A recent paper by Battaglia et al, Y chromosomal evidence of the cultural diffusion of Agriculture in Southeast Europe, attempts to measure the impact of Neolithic farmers from the Middle East on Southeastern Europe to determine if these farming technologies were spread to Europe more through cultural contact or through migrations of Near Eastern peoples into Europe. The neolithic expansion into europe is a complex process likely involving multiple migrations and cultural diffusion over a period of time starting around 9000BC. In this study, Y Chromosome data was collected from 16 regions of South East Europe. The findings suggest that Haplogroup J2b-M241 correlates with the Neolithic period, has a different migration and origin from J2a-M410 and that J2b-M241 may have been involved in the process of admixture with Mesolithic peoples, thus being among the first peoples to introduce agriculture to Euorpe.

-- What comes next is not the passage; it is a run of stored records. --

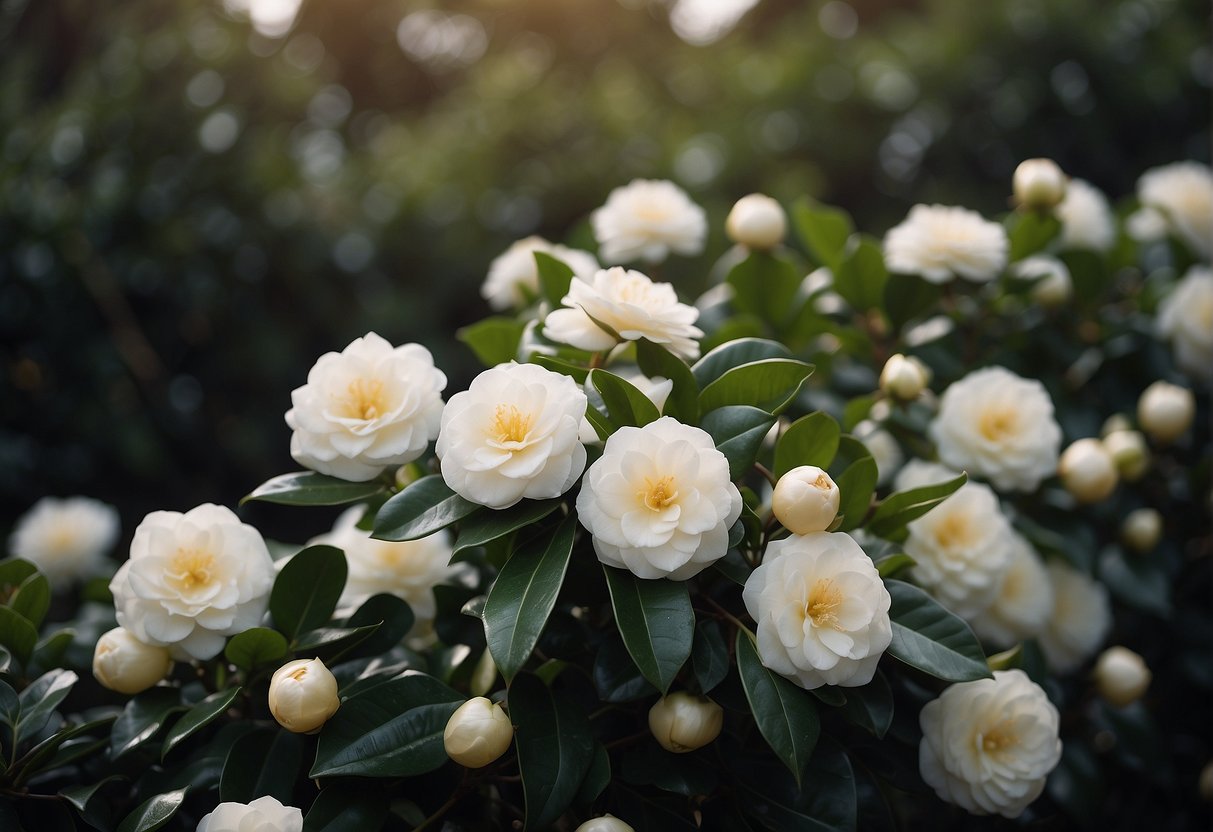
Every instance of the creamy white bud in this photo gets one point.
(478, 733)
(1038, 183)
(682, 722)
(1121, 676)
(1142, 529)
(757, 222)
(904, 377)
(1088, 471)
(303, 695)
(124, 664)
(806, 500)
(1166, 410)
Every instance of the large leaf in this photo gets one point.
(929, 637)
(810, 439)
(307, 588)
(554, 748)
(656, 621)
(786, 716)
(523, 597)
(307, 488)
(422, 508)
(391, 730)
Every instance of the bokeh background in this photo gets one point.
(200, 197)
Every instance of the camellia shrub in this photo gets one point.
(835, 547)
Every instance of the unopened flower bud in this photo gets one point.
(1088, 471)
(303, 695)
(904, 379)
(1121, 676)
(1129, 452)
(1038, 184)
(1142, 530)
(806, 500)
(682, 722)
(478, 733)
(757, 222)
(124, 664)
(1166, 410)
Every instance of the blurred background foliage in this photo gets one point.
(194, 205)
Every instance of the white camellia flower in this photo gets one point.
(1185, 317)
(821, 609)
(647, 220)
(1086, 218)
(66, 539)
(512, 434)
(940, 243)
(1078, 622)
(1183, 193)
(365, 409)
(659, 502)
(989, 745)
(193, 580)
(1023, 603)
(408, 569)
(513, 273)
(265, 814)
(962, 548)
(998, 426)
(631, 305)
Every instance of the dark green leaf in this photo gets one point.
(523, 596)
(554, 748)
(929, 637)
(307, 588)
(785, 714)
(422, 508)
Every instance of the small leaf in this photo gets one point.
(421, 509)
(307, 588)
(307, 488)
(656, 621)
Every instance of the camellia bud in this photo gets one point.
(1142, 530)
(124, 664)
(303, 695)
(1129, 452)
(1121, 676)
(757, 222)
(682, 722)
(1088, 471)
(1038, 184)
(1166, 410)
(806, 500)
(904, 379)
(478, 733)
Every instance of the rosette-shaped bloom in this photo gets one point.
(513, 274)
(513, 434)
(647, 220)
(1183, 193)
(1185, 317)
(998, 426)
(366, 408)
(632, 306)
(659, 501)
(1080, 619)
(940, 243)
(821, 609)
(193, 580)
(408, 569)
(962, 550)
(66, 539)
(1023, 602)
(989, 745)
(1086, 218)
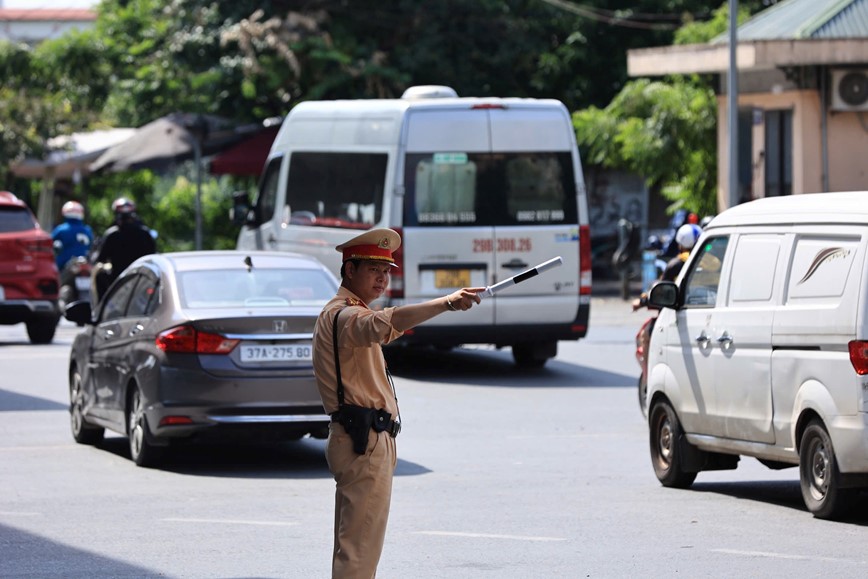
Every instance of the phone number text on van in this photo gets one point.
(522, 244)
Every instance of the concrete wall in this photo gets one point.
(847, 149)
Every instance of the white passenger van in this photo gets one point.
(480, 189)
(762, 348)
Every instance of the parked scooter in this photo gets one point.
(74, 282)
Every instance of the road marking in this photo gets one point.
(488, 536)
(781, 556)
(32, 448)
(231, 522)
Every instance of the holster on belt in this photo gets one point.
(358, 422)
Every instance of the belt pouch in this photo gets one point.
(357, 421)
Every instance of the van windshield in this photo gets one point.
(470, 189)
(336, 189)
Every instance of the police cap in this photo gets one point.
(376, 244)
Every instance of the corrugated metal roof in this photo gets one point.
(806, 20)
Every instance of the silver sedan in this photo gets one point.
(200, 345)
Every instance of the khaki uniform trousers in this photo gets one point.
(362, 497)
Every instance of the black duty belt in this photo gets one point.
(350, 417)
(357, 420)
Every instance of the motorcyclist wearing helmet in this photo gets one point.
(73, 237)
(686, 238)
(123, 243)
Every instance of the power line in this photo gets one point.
(613, 18)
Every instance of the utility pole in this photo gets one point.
(732, 100)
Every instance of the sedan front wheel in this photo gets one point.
(82, 432)
(142, 451)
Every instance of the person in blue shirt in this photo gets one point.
(73, 237)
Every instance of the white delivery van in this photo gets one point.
(480, 189)
(761, 349)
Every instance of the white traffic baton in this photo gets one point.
(532, 272)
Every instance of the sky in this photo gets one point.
(48, 3)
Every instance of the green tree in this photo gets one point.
(665, 131)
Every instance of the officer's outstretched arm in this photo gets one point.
(406, 317)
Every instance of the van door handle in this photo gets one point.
(514, 263)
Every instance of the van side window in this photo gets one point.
(753, 269)
(336, 189)
(703, 278)
(267, 198)
(471, 189)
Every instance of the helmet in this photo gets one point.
(653, 242)
(123, 206)
(72, 210)
(687, 235)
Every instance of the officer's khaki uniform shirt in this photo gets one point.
(363, 368)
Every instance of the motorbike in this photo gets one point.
(74, 282)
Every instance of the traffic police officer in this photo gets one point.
(356, 389)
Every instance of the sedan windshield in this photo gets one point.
(15, 219)
(257, 288)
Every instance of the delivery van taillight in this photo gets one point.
(859, 356)
(396, 283)
(188, 340)
(584, 260)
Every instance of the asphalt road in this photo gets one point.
(502, 473)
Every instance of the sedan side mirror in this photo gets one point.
(239, 213)
(78, 312)
(663, 294)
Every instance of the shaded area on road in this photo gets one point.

Levels of J2a-M410 were very low through the areas studied with little correlation of subclades. J2b frequencies showed a spike in Albania at 14.5% and was found in Greece and the Czech republic at rates of around 4%. The findings of the authors suggest that Haplogroups I and E-V13 were representative of Mesolithic peoples already present in the region who adopted the farming technologies introduced by near eastern farming colonists. From SE Europe where this cultural contact took place, agriculture then spread through Europe crossing the Adriatic into Italy.
Although southeast europe shows considerable archaeological evidence of the Neolithic transition, our Y-Chromosome results provide biological evidence of complexity in the transition to farming in terms of the contrasting influences of pioneering agriculturalists and Mesolithic foragers.